To date, Enhertu (5.4mg/kg) has been approved in multiple countries as a monotherapy for the treatment of adult patients with unresectable or metastatic HER2-positive breast cancer who have received two or more prior anti-HER2 treatment regimens in the metastatic setting. Additionally, Enhertu (6.4mg/kg) has also been approved in several countries for the treatment of adult patients with locally advanced or metastatic HER2-positive gastric or gastroesophageal junction (GEJ) adenocarcinoma who have previously received a trastuzumab-based regimen.

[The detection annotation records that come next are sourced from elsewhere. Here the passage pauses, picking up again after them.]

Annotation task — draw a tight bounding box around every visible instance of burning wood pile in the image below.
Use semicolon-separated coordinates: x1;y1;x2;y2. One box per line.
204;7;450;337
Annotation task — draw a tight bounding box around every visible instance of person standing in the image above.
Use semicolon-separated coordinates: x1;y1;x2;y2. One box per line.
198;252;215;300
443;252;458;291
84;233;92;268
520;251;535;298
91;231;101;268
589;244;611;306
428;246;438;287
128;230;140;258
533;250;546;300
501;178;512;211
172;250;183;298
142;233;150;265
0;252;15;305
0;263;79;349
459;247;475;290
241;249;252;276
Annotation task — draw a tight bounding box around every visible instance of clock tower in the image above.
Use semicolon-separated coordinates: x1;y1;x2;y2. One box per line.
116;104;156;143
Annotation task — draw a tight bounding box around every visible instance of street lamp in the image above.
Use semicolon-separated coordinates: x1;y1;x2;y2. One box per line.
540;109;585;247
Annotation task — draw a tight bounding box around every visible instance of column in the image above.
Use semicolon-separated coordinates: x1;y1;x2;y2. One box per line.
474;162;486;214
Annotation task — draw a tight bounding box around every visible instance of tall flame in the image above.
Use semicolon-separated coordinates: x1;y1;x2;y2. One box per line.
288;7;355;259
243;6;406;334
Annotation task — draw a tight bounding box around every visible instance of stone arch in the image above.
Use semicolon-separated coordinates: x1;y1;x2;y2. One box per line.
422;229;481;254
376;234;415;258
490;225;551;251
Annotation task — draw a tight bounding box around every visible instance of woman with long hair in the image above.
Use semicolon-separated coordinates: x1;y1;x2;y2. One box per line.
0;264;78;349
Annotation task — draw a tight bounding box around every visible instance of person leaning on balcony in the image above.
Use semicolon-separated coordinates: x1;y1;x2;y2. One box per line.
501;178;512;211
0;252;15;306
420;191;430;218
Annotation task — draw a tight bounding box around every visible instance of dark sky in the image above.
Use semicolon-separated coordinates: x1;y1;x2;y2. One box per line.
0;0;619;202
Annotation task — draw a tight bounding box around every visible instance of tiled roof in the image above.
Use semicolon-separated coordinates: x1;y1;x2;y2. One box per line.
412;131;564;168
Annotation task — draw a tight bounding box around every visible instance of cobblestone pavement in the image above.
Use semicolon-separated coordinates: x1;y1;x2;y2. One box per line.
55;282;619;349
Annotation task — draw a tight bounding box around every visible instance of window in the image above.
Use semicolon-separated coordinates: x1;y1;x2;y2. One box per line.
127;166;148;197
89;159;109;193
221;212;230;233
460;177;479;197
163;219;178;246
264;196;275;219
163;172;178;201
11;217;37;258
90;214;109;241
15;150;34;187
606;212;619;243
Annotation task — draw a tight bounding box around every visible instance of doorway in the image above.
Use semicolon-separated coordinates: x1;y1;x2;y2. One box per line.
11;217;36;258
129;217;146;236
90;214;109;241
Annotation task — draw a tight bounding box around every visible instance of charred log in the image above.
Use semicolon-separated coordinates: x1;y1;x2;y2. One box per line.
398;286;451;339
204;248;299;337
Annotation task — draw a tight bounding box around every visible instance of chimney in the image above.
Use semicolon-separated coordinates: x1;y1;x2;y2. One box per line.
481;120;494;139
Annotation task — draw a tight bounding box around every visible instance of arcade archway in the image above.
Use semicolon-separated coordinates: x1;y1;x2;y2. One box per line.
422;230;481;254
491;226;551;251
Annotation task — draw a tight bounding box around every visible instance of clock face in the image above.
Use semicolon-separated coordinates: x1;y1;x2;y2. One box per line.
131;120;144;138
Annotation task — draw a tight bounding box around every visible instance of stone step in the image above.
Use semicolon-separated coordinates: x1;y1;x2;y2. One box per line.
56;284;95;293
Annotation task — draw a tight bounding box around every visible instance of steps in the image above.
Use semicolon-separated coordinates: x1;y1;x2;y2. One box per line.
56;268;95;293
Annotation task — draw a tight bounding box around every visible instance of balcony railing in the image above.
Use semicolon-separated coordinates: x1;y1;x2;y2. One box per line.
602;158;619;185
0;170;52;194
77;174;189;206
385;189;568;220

Breast cancer is the most common type of cancer in women and one of the leading causes of cancer-related deaths in women. Approximately 20% of breast cancer cases are HER2-positive. Despite recent treatment advances and the approval of several new drugs, there remains a significant unmet clinical need in patients with HER2-positive metastatic breast cancer. This disease is still incurable, and patients eventually experience disease progression after receiving currently available therapies. HER2 is a tyrosine kinase receptor growth-promoting protein expressed on the surface of various tumor cells, including gastric cancer, breast cancer, lung cancer, and colorectal cancer, and is associated with aggressive disease and poor prognosis. (Bioon.com)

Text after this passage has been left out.